Suatu ketika, Sayyidina Mu’adz bin Jabal radliyallahu ‘anhu memanjangkan salatnya. Beliau membaca Surat Al-Baqarah. Maklum, beliau masih muda. Semangat pula. Karena nggak tahan saking lamanya, salah seorang makmum mufaraqah (memisahkan diri), lantas salat sendiri biar lebih tingkat. Dia harus segera membereskan pekerjaannya sebagai peternak dan peladang.
Sayyidina Muadz bin Jabal radliyallahu ‘anhu lantas menudingnya bersikap layaknya kaum munafiq. Tidak terima dengan tuduhan ini, orang itu lapor kepada Kanjeng Rasulullah shalallahu alaihi wasallam. Setelah mendengar pengaduan ini, beliau memanggil Sahabat Mu’adz dan memberi nasehat kepadanya agar memilih surat yang pendek apabila menjadi imam bagi para pekerja, lanjut usia, ataupun orang yang memiliki hajat. Boleh memperpanjang bacaan, asalkan pada saat shalat sendiri.
Dalam memberi peringatan dalam kejadian di atas, Rasulullah menyebut apabila di antara umatnya ada yang menjadi al-munaffirun atau orang-orang yang membuat orang lain lari menghindar dari agama. Pengennya berislam dengan tegas, tapi malah membuat orang lain jeri, jera, ngeri, phobia, dan menjauh dari Islam.
Coba kita cermati di medsos. Dalam kurun dua tahun terakhir banyak meme maupun artikel tentang Islam yang keras, sangar, dan kaku. Mengutip ayat secara serampangan, atau memutilasi hadis yang terlepas dari konteksnya.

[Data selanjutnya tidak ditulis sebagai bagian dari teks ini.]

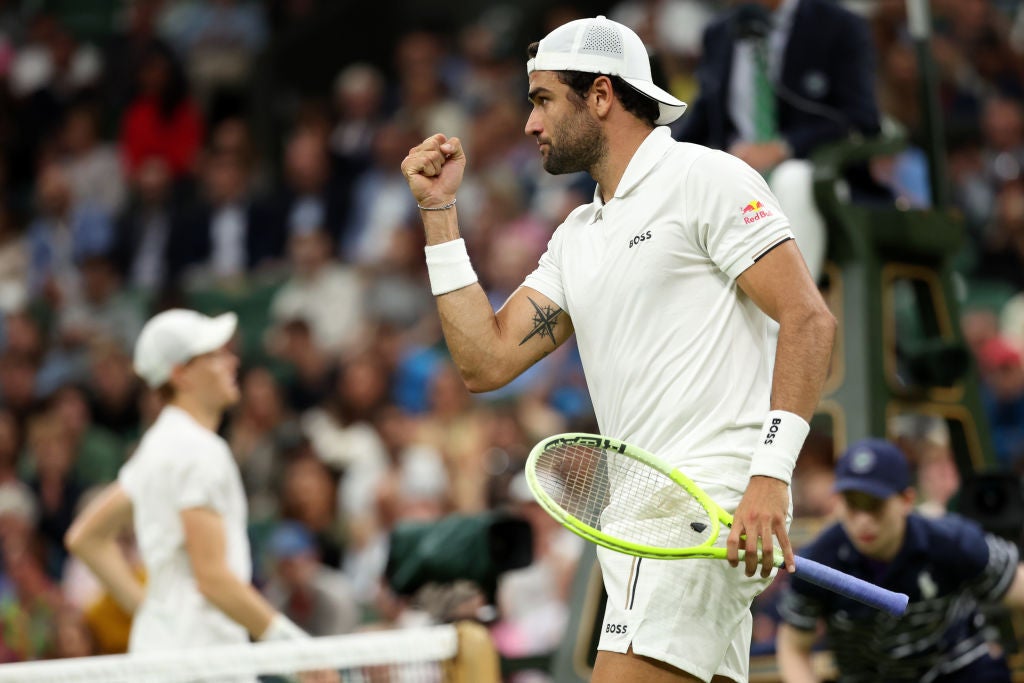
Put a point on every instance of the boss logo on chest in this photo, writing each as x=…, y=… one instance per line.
x=637, y=239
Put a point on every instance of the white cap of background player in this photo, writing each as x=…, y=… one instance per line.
x=602, y=46
x=175, y=337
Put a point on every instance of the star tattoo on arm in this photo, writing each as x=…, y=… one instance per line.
x=545, y=319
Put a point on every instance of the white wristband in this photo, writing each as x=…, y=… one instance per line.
x=282, y=628
x=449, y=266
x=779, y=443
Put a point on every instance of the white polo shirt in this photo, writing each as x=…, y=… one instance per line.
x=179, y=465
x=674, y=352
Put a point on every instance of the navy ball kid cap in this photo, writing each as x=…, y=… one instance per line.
x=875, y=467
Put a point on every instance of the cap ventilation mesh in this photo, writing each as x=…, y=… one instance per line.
x=602, y=40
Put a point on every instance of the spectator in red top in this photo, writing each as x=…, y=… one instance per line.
x=162, y=121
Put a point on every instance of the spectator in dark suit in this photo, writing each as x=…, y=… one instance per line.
x=820, y=62
x=777, y=80
x=220, y=239
x=312, y=196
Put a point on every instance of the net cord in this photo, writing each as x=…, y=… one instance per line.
x=333, y=652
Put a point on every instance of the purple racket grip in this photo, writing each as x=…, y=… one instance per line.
x=851, y=587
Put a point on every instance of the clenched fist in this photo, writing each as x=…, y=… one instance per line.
x=433, y=170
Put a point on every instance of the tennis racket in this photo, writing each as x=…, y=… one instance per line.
x=621, y=497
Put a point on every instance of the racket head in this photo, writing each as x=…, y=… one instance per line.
x=624, y=498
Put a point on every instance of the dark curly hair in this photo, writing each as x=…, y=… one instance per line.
x=632, y=99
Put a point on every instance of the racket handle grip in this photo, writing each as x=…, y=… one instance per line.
x=851, y=587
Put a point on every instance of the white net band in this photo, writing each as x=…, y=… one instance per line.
x=346, y=653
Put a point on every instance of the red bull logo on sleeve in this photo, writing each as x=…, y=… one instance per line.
x=755, y=211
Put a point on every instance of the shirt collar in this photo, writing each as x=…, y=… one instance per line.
x=647, y=155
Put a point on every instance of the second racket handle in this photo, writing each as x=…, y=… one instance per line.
x=851, y=587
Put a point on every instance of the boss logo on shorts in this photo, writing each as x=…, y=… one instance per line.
x=772, y=430
x=637, y=239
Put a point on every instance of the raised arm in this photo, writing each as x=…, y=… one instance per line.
x=488, y=349
x=93, y=538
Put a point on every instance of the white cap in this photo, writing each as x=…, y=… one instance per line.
x=177, y=336
x=602, y=46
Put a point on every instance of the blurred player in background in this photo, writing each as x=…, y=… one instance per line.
x=946, y=565
x=183, y=493
x=668, y=279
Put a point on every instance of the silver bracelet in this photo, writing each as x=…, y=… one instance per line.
x=443, y=207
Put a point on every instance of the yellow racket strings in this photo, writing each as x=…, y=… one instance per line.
x=622, y=497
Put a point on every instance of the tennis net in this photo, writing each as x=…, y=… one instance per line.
x=460, y=653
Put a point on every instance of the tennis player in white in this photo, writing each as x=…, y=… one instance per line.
x=182, y=491
x=668, y=279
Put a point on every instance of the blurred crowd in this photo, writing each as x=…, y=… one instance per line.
x=144, y=166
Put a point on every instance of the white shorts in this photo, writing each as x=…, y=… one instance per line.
x=692, y=614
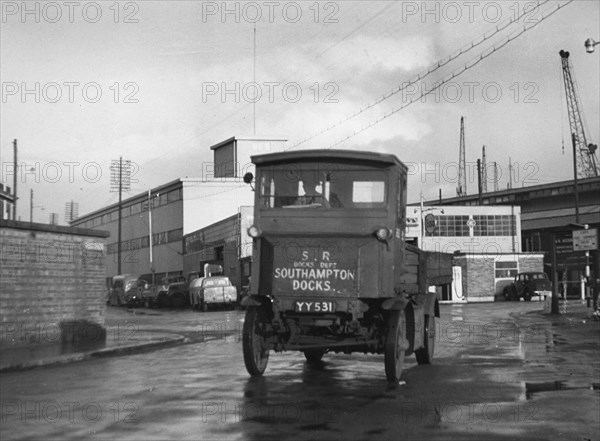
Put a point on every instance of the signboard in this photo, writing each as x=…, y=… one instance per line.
x=301, y=267
x=430, y=223
x=585, y=240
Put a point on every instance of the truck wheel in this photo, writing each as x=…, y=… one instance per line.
x=163, y=301
x=256, y=356
x=314, y=355
x=425, y=354
x=395, y=345
x=178, y=301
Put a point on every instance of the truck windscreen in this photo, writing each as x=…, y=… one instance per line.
x=316, y=186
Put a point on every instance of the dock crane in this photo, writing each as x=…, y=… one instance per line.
x=587, y=163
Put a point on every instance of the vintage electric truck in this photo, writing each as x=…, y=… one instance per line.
x=332, y=271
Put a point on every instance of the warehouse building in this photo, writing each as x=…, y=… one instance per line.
x=173, y=210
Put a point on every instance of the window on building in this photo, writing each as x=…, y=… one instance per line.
x=450, y=226
x=495, y=225
x=174, y=195
x=175, y=235
x=506, y=269
x=163, y=199
x=220, y=253
x=136, y=208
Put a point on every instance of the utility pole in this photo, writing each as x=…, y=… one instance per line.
x=15, y=179
x=495, y=176
x=120, y=218
x=574, y=142
x=461, y=190
x=554, y=304
x=483, y=170
x=150, y=234
x=479, y=186
x=116, y=184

Hadis tentang larangan isbal, misalnya, dibuat dengan meme yang khas. Biasanya juga disertakan iklan jualan celana cingkrang. Juga diberi komentar yang keras dan mengancam. Padahal dalam beberapa syarah hadits, para ulama memberikan ulasan mengenai konteks larangan isbal ini. Soal celana cingkrang, saya sih santai saja. Itu pilihan masing-masing orang. Dalam bersarung-pun, saya memilih untuk tidak isbal, atau tidak “klengsreh”, tidak menjuntaikan kain hingga lantai.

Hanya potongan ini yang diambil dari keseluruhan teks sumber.